The tow coupling head needs the securing bolts checked for tension - they should never be loose. If you're uncertain what torque to apply to tighten these bolts, then check with your caravan manufacturer.

Some tow vehicles do not tow some caravans very well, but a lot of that can be down to chassis set-up. Make sure that the A-frame is not sitting too low when coupled to the vehicle’s towball, or not only will the caravan not tow well but also the A-frame will scrape against the road on dips such as those when entering or exiting driveways.

Many Australian chassis are hand welded

Flipping the towbar shank over (where possible -- some shanks are not designed to do this) or replacing the shank with one that sets the coupling point higher can help deliver a more level, and safer towing rig.

In some cases a Weight Distribution Hitch will be needed -- if so, make sure there's space on the appropriate points on the van chassis' A-frame for the WDH collars to fit.

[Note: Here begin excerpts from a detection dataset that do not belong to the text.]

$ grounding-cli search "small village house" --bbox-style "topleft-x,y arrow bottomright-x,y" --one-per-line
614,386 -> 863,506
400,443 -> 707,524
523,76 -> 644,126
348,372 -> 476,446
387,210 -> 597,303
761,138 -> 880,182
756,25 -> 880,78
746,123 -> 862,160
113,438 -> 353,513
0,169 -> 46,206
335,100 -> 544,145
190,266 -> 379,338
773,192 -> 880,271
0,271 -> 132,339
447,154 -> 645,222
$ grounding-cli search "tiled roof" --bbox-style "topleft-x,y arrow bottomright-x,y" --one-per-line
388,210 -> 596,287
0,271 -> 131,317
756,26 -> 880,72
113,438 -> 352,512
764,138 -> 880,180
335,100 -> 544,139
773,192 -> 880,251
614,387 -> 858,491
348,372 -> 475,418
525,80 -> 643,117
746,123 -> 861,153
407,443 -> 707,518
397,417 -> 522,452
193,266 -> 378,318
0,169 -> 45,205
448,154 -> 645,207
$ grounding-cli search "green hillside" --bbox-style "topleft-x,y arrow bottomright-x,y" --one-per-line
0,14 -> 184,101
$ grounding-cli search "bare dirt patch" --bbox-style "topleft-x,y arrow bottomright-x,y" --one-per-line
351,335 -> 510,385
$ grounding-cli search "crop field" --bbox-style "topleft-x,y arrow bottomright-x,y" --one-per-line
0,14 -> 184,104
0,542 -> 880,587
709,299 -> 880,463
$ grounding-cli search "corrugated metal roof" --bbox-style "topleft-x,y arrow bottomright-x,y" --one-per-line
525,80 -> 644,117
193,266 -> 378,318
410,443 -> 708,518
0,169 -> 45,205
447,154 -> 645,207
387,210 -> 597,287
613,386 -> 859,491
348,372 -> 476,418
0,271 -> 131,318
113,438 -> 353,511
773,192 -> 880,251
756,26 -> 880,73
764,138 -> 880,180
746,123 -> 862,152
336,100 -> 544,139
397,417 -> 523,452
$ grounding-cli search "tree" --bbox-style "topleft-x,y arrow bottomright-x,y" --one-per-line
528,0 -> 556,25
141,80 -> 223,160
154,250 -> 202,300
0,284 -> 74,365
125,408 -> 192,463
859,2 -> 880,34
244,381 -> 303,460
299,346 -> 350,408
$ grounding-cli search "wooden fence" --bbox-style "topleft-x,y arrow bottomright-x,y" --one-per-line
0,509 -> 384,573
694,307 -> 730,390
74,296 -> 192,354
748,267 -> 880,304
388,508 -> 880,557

While a scrape or two won’t harm the A-frame (it can remove any zinc coating and encourage corrosion though), a solid thump against the road can cause all sorts of problems.

The chain links could become damaged and while the A-frame structure is usually very solid, it could transfer shocks through the towbar and the caravan, causing further damage. However, making use of the different height adjustments on a WDH can make the geometry more acceptable.

Lastly, safety chains should be inspected for wear to the links or any other indications of deterioration.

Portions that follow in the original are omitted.